As a starting point, you can use industry average statistics to give you an idea of where to start.
Alarming and Insightful Statistics on Employee Turnover:
A Study Conducted by TINYpulse, an employee engagement firm, surveyed 400 full-time U.S. employees reported the following information:
- Micromanagement is eating your profits – There is a strong correlation between job satisfaction and employee autonomy. Employees who feel constrained are 28% more likely to look elsewhere.
- Importance of Culture – Employees who give their work culture low marks are nearly 15% more likely to think about a new job than their counterparts.
- The Return of Recognition – The survey showed a correlation between recognition and turnover. The interesting part about this statistic is that it refers to the recognition from peers and not just management. Those citing low levels of recognition were 11% less likely to plan on staying.
Another study from Gallup sheds new light on worker-manager relationships, finding that about 50% of the 7,200 adults surveyed left a job “to get away from their manager.”

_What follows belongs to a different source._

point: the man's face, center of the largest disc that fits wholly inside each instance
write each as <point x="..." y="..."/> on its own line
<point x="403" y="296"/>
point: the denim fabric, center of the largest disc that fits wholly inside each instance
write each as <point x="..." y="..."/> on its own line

“Managers tend to blame their turnover problems on everything under the sun, while ignoring the crux of the matter: people don’t leave jobs; they leave managers.” – Travis Bradberry
Here are Other Reasons Why Employees Quit Increasing Employee Turnover:
- Employees feel overworked.
- Employees feel that their employers don’t care.
- Management doesn’t honor commitments.
- The employee wasn’t the right person for the job.
- Employees felt like their skills were not being developed.
- Their creativity was not being utilized.
- Employees don’t understand company vision.
Do any of the above reasons reflect issues you are having in your company? If so, taking the necessary measures today can go a long way in protecting your profits.